A machine learning-based solution to detect fake/spam messages on social media platforms using LSTM and TF-IDF models.
This project implements a web application that can detect fake or spam messages using natural language processing and deep learning techniques. The system analyzes text content to determine whether it's legitimate or potentially spam/fake with high accuracy.
-
Multiple Classification Models:
- LSTM neural network for sequence analysis
- TF-IDF + Logistic Regression for comparison
- Ensemble method combining both approaches
-
Interactive Web UI:
- Real-time message analysis
- Prediction confidence scores
- History tracking of previous detections
- Statistics dashboard
-
Text Processing:
- Advanced NLP preprocessing
- URL, emoji, and special character handling
- Stop word removal and lemmatization
├── data/ # Dataset files
│ ├── twitter_spam_data.csv # Raw dataset
│ └── processed_twitter_spam.csv # Preprocessed dataset
├── models/ # Trained model files
│ ├── lstm_model.h5 # LSTM neural network model
│ ├── tokenizer.pickle # Text tokenizer
│ ├── tfidf_vectorizer.pickle # TF-IDF vectorizer
│ └── lr_model.pickle # Logistic regression model
├── src/ # Source code
│ ├── preprocessing.py # Text cleaning and preprocessing
│ ├── main.py # Model training script
│ ├── predict.py # Prediction functionality
│ └── data_helper.py # Dataset utilities
├── static/ # Web assets
│ ├── css/ # Stylesheets
│ └── js/ # JavaScript files
├── templates/ # HTML templates
├── run_flask.py # Flask web application
├── run.py # Main runner script with CLI
└── README.md # Project documentation
# Clone the repository
git clone https://github.com/BaverYldz/SpamHandler-DL.git
cd SpamHandler-DL
# Install Git LFS (if not installed)
# For Windows: https://git-lfs.github.com/
# For macOS: brew install git-lfs
# For Ubuntu/Debian: sudo apt install git-lfs
# Set up Git LFS
git lfs install
# Create virtual environment (optional but recommended)
python -m venv venv
source venv/bin/activate # On Windows: venv\Scripts\activate
# Install dependencies
pip install -r requirements.txt
The project uses a Twitter spam dataset with approximately 5,500 messages labeled as spam (1) or legitimate (0).
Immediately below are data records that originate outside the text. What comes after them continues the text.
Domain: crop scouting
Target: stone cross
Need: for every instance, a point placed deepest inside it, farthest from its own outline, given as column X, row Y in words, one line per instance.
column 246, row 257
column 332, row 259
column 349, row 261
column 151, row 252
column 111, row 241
The dataset includes various features such as:
- Message text
- Class label (spam/legitimate)
python src/data_helper.py
python src/main.py
python run_flask.py
Then open your browser and navigate to: http://localhost:5000
python run.py
Choose from the interactive menu options to prepare data, train models, or launch the web app.
Model | Accuracy | Precision | Recall | F1-Score |
---|---|---|---|---|
LSTM | 87% | 84% | 81% | 82.5% |
TF-IDF + LR | 85% | 82% | 80% | 81% |
Ensemble | 88% | 85% | 82% | 83.5% |
- Implement BERT transformer models for improved accuracy
- Add support for multiple languages (currently English-focused)
- Develop a REST API for integration with other applications
- Enable real-time social media monitoring
This project is licensed under the MIT License - see the LICENSE file for details.